RAG vs Fine-Tuning: I Tested Both and Here's When to Use Which
An honest comparison of Retrieval-Augmented Generation (RAG) and Fine-Tuning, detailing cost, performance, and use cases.
When building an enterprise AI application, you will eventually reach a critical architectural junction: should you build a RAG pipeline to retrieve documents dynamically, or should you fine-tune the model directly on your corporate data? I tested both strategies on the same database of complex product manuals. Here is when to use which.
RAG: The King of Dynamic Knowledge
RAG is the best choice if your data changes frequently (like stock prices, inventory counts, or updated document files). Because RAG queries a vector database in real-time, the AI always has access to the latest information without requiring retraining. RAG is also much cheaper to deploy and maintain.
Figure 1: High-fidelity conceptual render analyzing RAG vs Fine-Tuning: I Tested Both and Here's When to Use Which.
Fine-Tuning: The Master of Tone and Logic
Fine-tuning is the optimal path if you need the AI to follow strict output rules, format JSON structures perfectly, or adopt a highly specific writing voice. Fine-tuning doesn't teach the model new facts as well as RAG, but it teaches the model *how* to behave, allowing you to skip long instructions in your prompts, saving token cost.
Privacy Preserving Spatial Sensing & Surveillance Alternatives
As ambient computing spreads, security systems raise massive privacy concerns. Cameras record actual visual images, creating permanent files that are vulnerable to hacks. Passive WiFi sensing is **100% privacy-preserving**. It captures no optical features, faces, or bodies — only numeric signal amplitude vectors.
The data is entirely ephemeral: processed locally and instantly discarded. It is impossible to reconstruct a face from a CSI matrix. This makes WiFi sensing ideal for bedrooms, bathrooms, and private offices. For a comprehensive introduction to camera-free spatial computing, explore our starter overview What is RuView? Complete Beginner Guide.

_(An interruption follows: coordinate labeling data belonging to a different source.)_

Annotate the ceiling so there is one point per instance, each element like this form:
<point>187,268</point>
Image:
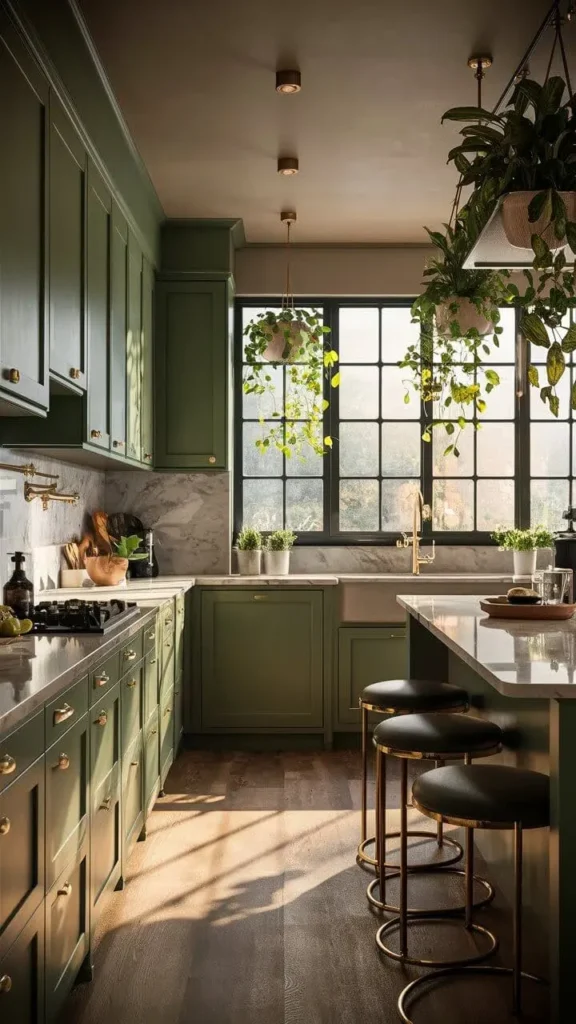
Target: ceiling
<point>196,84</point>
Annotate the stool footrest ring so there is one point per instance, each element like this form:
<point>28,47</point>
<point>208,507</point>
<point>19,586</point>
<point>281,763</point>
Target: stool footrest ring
<point>420,962</point>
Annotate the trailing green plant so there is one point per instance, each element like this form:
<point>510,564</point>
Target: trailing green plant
<point>523,540</point>
<point>281,540</point>
<point>126,548</point>
<point>309,360</point>
<point>249,540</point>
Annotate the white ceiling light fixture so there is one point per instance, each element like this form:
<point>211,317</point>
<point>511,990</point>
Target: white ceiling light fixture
<point>288,82</point>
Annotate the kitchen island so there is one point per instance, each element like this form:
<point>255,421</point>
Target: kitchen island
<point>521,675</point>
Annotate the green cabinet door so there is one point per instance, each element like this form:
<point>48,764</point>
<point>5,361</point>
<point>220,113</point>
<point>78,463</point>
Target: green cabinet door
<point>67,798</point>
<point>22,975</point>
<point>98,292</point>
<point>22,852</point>
<point>133,351</point>
<point>192,375</point>
<point>147,385</point>
<point>118,329</point>
<point>24,207</point>
<point>261,659</point>
<point>367,654</point>
<point>68,198</point>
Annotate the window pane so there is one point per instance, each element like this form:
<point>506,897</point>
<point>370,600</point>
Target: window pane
<point>303,505</point>
<point>495,504</point>
<point>548,499</point>
<point>394,388</point>
<point>398,502</point>
<point>262,504</point>
<point>359,335</point>
<point>495,450</point>
<point>359,505</point>
<point>359,393</point>
<point>359,449</point>
<point>398,333</point>
<point>256,463</point>
<point>401,449</point>
<point>450,465</point>
<point>453,505</point>
<point>549,450</point>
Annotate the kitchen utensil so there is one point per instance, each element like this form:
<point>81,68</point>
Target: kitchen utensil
<point>499,607</point>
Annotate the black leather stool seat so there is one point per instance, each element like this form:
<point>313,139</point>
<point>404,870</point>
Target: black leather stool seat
<point>438,735</point>
<point>415,694</point>
<point>494,795</point>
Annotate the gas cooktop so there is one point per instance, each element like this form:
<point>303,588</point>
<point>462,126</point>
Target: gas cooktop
<point>62,617</point>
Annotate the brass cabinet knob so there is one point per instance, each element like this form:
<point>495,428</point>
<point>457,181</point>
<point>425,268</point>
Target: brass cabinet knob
<point>7,765</point>
<point>62,714</point>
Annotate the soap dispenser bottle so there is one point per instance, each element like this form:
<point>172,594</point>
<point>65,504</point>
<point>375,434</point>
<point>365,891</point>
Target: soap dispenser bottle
<point>18,592</point>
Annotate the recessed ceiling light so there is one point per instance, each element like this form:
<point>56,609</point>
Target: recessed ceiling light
<point>288,165</point>
<point>288,81</point>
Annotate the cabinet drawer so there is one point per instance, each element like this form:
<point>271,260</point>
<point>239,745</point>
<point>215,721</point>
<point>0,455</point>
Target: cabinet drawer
<point>23,970</point>
<point>67,796</point>
<point>104,678</point>
<point>66,710</point>
<point>21,749</point>
<point>22,851</point>
<point>67,932</point>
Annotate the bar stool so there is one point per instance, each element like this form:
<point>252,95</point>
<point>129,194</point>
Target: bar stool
<point>404,696</point>
<point>484,797</point>
<point>424,737</point>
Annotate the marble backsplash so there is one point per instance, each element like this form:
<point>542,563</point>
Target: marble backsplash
<point>26,526</point>
<point>190,514</point>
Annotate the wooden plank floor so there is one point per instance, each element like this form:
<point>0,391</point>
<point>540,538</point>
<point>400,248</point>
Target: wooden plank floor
<point>245,906</point>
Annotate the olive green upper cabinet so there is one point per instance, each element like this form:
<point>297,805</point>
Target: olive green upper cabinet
<point>192,375</point>
<point>98,301</point>
<point>24,207</point>
<point>68,198</point>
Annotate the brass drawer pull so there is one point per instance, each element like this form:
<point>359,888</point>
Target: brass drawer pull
<point>7,765</point>
<point>62,714</point>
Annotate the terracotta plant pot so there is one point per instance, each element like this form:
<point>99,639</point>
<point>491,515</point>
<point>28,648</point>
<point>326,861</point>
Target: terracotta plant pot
<point>518,228</point>
<point>467,316</point>
<point>277,344</point>
<point>107,570</point>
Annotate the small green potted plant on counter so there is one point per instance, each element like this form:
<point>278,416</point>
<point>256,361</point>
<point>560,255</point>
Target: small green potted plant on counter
<point>524,544</point>
<point>277,552</point>
<point>249,551</point>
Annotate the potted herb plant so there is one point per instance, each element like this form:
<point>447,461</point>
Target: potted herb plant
<point>249,551</point>
<point>277,552</point>
<point>525,545</point>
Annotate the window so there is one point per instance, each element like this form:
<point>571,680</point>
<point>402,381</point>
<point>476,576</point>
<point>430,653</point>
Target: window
<point>516,467</point>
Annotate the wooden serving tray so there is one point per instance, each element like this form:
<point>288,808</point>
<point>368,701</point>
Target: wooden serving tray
<point>499,607</point>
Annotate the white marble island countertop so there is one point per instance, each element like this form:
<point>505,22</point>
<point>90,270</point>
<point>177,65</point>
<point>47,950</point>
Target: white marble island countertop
<point>520,658</point>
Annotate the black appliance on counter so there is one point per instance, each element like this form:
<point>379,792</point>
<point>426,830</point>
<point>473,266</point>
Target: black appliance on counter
<point>74,616</point>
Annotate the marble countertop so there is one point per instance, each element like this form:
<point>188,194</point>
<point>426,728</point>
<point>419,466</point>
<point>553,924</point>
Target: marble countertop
<point>36,669</point>
<point>520,658</point>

Electromagnetic Wave Propagation & CSI Physics
To fully grasp how wireless sensing works, we must investigate the mathematical principles of modern radio frequency (RF) propagation. Traditional signals like RSSI only provide the average overall power of a received wireless packet. Conversely, Channel State Information (CSI) extracts complex vectors mapping individual Orthogonal Frequency-Division Multiplexing (OFDM) subcarrier channels. In a standard 20 MHz or 40 MHz WiFi spectrum, the signal is split into 56 to 114 separate subcarrier channels. For each subcarrier, the CSI packet header records the exact Amplitude (signal attenuation) and Phase (fractional cycle shift).
Human bodies are comprised of more than 60% water, making them highly conductive dielectric objects in the path of 2.4 GHz and 5.8 GHz frequencies. As waves travel between the transmitter and receiver, they bounce off walls, obstacles, and humans in a phenomenon known as Multipath Propagation. The physical displacement of a human body perturbs this multipath beam network, creating constructive and destructive interference waves. For a comprehensive overview of how these physical shifts are visualized in real-time, try our Interactive 3D WiFi Radar Demo.
Figure 2: Technological block diagram demonstrating Electromagnetic Wave Propagation & CSI Physics.
Deep Learning Architectures for Human Activity Recognition
Once raw radio signals are clean, they are formatted as a 2D spectrogram (time vs. subcarrier amplitude values). This allows us to apply advanced Computer Vision algorithms. A 2D Convolutional Neural Network (CNN), such as a modified ResNet, scans the spectrogram to detect distinct 'micro-Doppler' signatures.
To capture temporal actions (such as tracking if a person is sitting down slowly or falling down suddenly), we feed the spatial CNN features into a Long Short-Term Memory (LSTM) recurrent network. On localized edge servers (like a Raspberry Pi 4), this hybrid CNN-LSTM pipeline runs in under 25ms with 96% classification accuracy. You can read a complete architectural comparison of these AI models versus traditional security lenses in our guide WiFi Radar vs Surveillance Cameras.
FAQ
Can I combine RAG and Fine-Tuning?
Yes. Many advanced applications use a fine-tuned model (optimized to output clean API calls or structure responses) combined with a RAG pipeline (to supply accurate real-time data).
Which approach is cheaper to implement?
RAG is significantly cheaper to implement, requiring no GPU training time and leveraging low-cost vector databases.